I redditi reali ancora in crescita nel 2024
Ci sono segnali positivi: l’inflazione IPC è scesa nell’ultimo anno dal 9% al 3%. Benché sia un livello ancora elevato, ci sono poche ragioni perché rimbalzi nel breve termine. I salari intanto continuano a salire, anche se a un ritmo inferiore rispetto al passato. Il mercato del lavoro, inoltre, sembra stabile e non ci sono segnali di licenziamenti generalizzati. Questo lascia pensare che i consumatori Usa siano destinati a godere almeno per il 2024 di un periodo di crescita dei redditi reali: potrebbe essere sufficiente a sostenere la spesa anche di fronte a venti contrari. Brown si chiede però se la crescita dei redditi reali sia una buona o una cattiva notizia per gli investitori. Da un lato, spiega, questo si aggiunge alla crescente evidenza che l'economia statunitense potrebbe essere diretta verso un morbido atterraggio. D’altronde, il mercato del lavoro sembra gradualmente normalizzarsi, ci sono segnali che il settore manifatturiero abbia superato il suo minimo ciclico e l'inflazione di fondo si è molto attenuata.
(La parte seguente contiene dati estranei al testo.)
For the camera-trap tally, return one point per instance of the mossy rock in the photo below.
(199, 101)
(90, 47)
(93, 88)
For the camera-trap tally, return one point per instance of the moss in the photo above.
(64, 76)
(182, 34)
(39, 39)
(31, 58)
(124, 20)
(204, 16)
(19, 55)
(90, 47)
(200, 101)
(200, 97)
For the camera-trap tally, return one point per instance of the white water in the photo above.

Un atterraggio morbido favorirebbe un taglio dei tassi della Fed
Tuttavia, avverte l’esperto, gli investitori dovrebbero essere altrettanto preoccupati per la fine della compressione dei redditi reali. Le famiglie potrebbero non risparmiare una quota maggiore del loro reddito, come stimano in Schroders, ma dirigerlo a spese aggiuntive. Ciò potrebbe far riemergere le tensioni dal fronte dell'offerta, portando a una ripresa delle pressioni inflative. In generale si ritiene che un atterraggio morbido allevierebbe le pressioni, consentendo alla Fed di tagliare i tassi prima; mentre nello scenario alternativo di ‘resilienza dei consumatori’, dovrebbe alzare maggiormente i tassi e far precipitare l'economia in una profonda recessione. Quale di questi risultati potrebbe concretizzarsi dipende da due fattori: la produttività e il tasso di partecipazione. La prima misura l’efficienza con cui si producono beni e servizi, mentre il secondo rappresenta la quota di persone che lavorano o cercano lavoro. Entrambi i fattori sono stati colpiti dalla pandemia e devono tornare ai livelli normali.
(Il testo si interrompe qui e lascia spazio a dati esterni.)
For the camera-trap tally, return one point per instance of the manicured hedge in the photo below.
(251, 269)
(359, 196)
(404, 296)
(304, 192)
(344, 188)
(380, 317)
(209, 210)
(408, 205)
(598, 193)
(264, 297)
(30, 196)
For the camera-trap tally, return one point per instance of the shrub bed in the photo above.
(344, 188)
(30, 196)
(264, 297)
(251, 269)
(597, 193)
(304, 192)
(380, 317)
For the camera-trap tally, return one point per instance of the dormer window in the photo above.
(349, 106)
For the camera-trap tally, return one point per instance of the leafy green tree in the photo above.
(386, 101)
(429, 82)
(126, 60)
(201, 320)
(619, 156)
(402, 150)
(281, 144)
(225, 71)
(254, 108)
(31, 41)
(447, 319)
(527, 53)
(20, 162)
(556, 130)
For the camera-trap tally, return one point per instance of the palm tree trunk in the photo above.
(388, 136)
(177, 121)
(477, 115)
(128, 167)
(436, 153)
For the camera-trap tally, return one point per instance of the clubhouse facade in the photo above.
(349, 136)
Auspicata la ripresa della produttività e del tasso di partecipazione
L’interrogativo è se la produttività possa tenere il passo con i salari reali. Per quanto riguarda il tasso di partecipazione, che è ancora più basso di prima della crisi, questo dipende dal fatto che molti lavoratori anziani hanno lasciato il lavoro. In poche parole, se produttività e tasso di partecipazione si riprendono, l’economia potrebbe avere una decelerazione controllata. A condizione che la produttività torni a normalizzarsi in linea col suo trend e che l'offerta di lavoro migliori, un atterraggio morbido diventa il risultato più probabile. Tuttavia, bisogna rilevare che il tasso di disoccupazione è ancora di circa 0,8 punti percentuali sotto le stime NAIRU (tasso di disoccupazione che mantiene stabile l’inflazione). Pertanto, secondo Brown, in assenza di una recessione, potrebbe essere necessario un periodo prolungato di crescita inferiore al trend per frenare abbastanza l'eccesso di domanda. Pertanto, se da un lato l'attenuazione dell'inflazione e dell'aumento dei posti di lavoro indica che l'ultimo rialzo della Fed sarà probabilmente l'ultimo, dall'altro si sospetta che una svolta della Fed sia ancora lontana.